Parallel processing for JOIN operations

This page explains performance tuning for JOIN operations in Cloud Data Fusion.

JOIN operations can be the most expensive part of a pipeline. Like everything else in a pipeline, operations are executed in parallel. The first step of a JOIN is to shuffle data so that every record with the same JOIN key is sent to the same executor. After all of the data is shuffled, it's joined, and the output continues through the pipeline.

Example of parallel processing in JOIN operations

For example, suppose you perform a JOIN operation on datasets called Purchases and Items. Each purchase record contains an item name and number purchased. Each item record contains the item name and the price of that item. A JOIN is performed on the item name to calculate the total price of each purchase. When the data is joined, data is shuffled across the cluster such that records with the same ID end up on the same executor.

When the JOIN keys are fairly evenly distributed, JOIN operations perform well because they can be executed in parallel.
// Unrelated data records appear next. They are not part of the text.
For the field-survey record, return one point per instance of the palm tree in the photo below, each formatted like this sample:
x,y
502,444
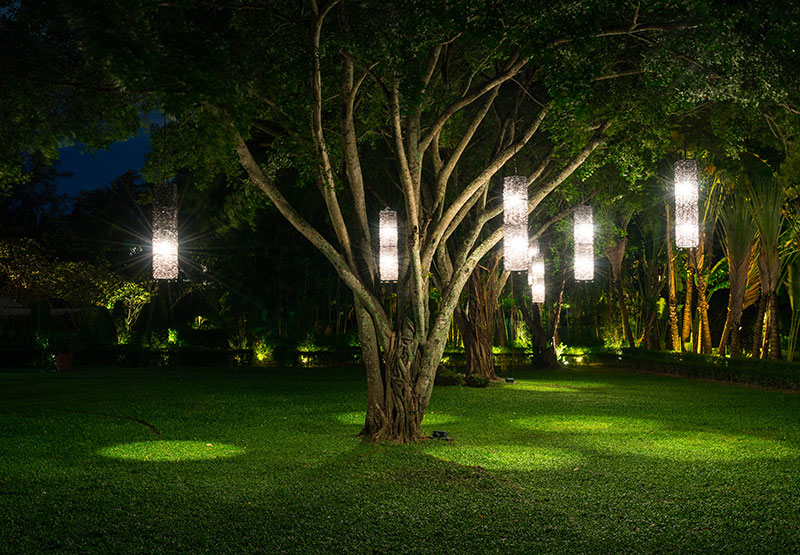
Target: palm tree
x,y
766,199
739,237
Like any shuffle, data skew negatively impacts performance. In the preceding example, eggs are purchased much more frequently than chicken or milk, which means the executor joining the egg purchases does more work than the other executors. If you notice that a JOIN is skewed, there are two ways to improve performance.

Automatically split up skewed partitions

With adaptive query execution, really heavy skews will be handled automatically. As soon as a JOIN produces some partitions much larger than others, they are split into smaller ones. To confirm you have adaptive query execution enabled, see Autotuning.

Use an in-memory JOIN

An in-memory JOIN can be performed if one side of the JOIN is small enough to fit in memory. In this situation, the small dataset is loaded into memory, and then gets broadcasted to every executor. The large dataset isn't shuffled at all, removing the uneven partitions that are generated when shuffling on the JOIN key.

In the previous example, the items dataset is first loaded into memory of the Spark driver. It is then broadcast to each executor. Executors can now join the data without shuffling any of the purchase dataset.

This approach requires you to give enough memory to both the Spark driver and executors to allow them to store the broadcast dataset in memory. By default, Spark reserves slightly less than 30% of its memory for storing this type of data. When using in-memory JOINs, multiply the size of the dataset by four and set that as the executor and driver memory. For example, if the items dataset was 1 GB in size, we would need to set the executor and driver memory to at least 4 GB. Datasets larger than 8 GB cannot be loaded into memory.

Key distribution

When both sides of the JOIN are too large to fit in memory, a different technique can be used to break up each JOIN key into multiple keys to increase the level of parallelism. This technique can be applied to INNER JOIN and LEFT OUTER JOINoperations. It cannot be used for FULL OUTER JOIN operations.

In this approach, the skewed side is salted with a new integer column with a random number from 1 to N. The unskewed side is exploded, with each existing row generating N new rows. A new column is added to the exploded side, populated with each number from 1 to N. A normal JOIN is then performed, except the new column is added as part of the JOIN key. In this way, all the data that used to go to a single partition is now spread out to up to N different partitions.

In the preceding example, the distribution factor N is set to 3. The original datasets are shown on the left. The salted and exploded versions of the dataset are shown in the middle. The shuffled data is shown on the right, with three different executors joining egg purchases, instead of one.

Greater parallelism is achieved by increasing distributions. However, this comes at the cost of exploding one side of the JOIN, resulting in more data shuffled across the cluster. Because of this, the benefit diminishes as distribution increases. In most situations, set it to 20 or less.